Дядя вернулся утром. Я видела. Звучал азан, я готовилась к молитве, когда черный мерседес дяди подъехал к дому. Он не выглядел ни счастливым, ни виноватым, его лицо ничего не выражало. Он просто вышел из машины и вошел в дом. Правда, он заметил меня в окне. Утром, когда все проснулись, тетя с дядей позвали меня на семейный совет. Решался вопрос о моем внешнем виде и о дальнейшем обучении. За то время, что я не ходила в школу, я, наверное, заметно сдала.
– Ханифа, ты не можешь ходить в такой одежде! – серьезно сказал дядя, и я заметила знакомые черты лица, мама тоже так щурила глаза, когда чем-то была недовольна.
– Дядя, хиджаб я не сниму! – твердо сказала я, – мои родители погибли, отстаивая свое право на религию, лучше и я погибну!
– Доченька, ты чего! – смягчился дядя, – я не прошу снимать его, но носи другие цвета.

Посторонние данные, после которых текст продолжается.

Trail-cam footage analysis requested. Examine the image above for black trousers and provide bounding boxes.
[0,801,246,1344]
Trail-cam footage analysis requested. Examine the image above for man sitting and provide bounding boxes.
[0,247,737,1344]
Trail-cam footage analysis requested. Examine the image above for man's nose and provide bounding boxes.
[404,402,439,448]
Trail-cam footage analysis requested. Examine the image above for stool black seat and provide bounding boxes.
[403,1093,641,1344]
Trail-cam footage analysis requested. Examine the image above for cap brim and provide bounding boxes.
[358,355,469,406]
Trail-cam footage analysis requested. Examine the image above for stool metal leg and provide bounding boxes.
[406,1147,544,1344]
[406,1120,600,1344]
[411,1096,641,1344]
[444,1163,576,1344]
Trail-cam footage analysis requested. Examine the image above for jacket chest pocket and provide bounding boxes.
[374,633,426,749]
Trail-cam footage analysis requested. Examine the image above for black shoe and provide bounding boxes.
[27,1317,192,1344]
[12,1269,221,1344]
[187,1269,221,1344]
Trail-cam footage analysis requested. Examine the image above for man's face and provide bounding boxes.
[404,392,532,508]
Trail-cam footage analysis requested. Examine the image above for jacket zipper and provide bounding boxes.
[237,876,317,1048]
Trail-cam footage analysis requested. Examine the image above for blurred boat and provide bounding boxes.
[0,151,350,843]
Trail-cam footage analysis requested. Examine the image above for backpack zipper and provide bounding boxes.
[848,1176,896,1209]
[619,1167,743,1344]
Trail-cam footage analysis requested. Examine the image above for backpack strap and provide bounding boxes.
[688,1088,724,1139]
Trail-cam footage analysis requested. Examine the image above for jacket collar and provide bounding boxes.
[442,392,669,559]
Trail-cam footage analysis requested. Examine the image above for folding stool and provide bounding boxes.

– Ханифа, мы выберем тебе красивый хиджаб, – в разговор вступила тетя.
– Мне нравится и этот.
– Хорошо, – уступил дядя, – хорошо! Но как ты в школе будешь себя чувствовать? Это тебе не ваша деревня! Здесь как-никак город! – он встал, вены на его висках вздулись, он устал и хотел спать, а уж точно не говорить о моей форме одежды, – как тебя в школе будут воспринимать? У нас такую одежду мало кто носит! – все распылялся он.
– Тебе плохо, Рустам? – в глазах тети отразилось беспокойство и забота, а также… любовь.
Я подумала, как мог он оставлять ее каждую ночь одну, когда по прошествии стольких лет она все же любила его!
В комнату вошел Махмуд. Я улыбнулась. Это был старший брат Исмаила, они были погодки. Вот его-то я помнила хорошо! В детстве, когда я гостила у бабушки, мы так ловко лазили по деревьям, а как мы уплетали незрелую алчу!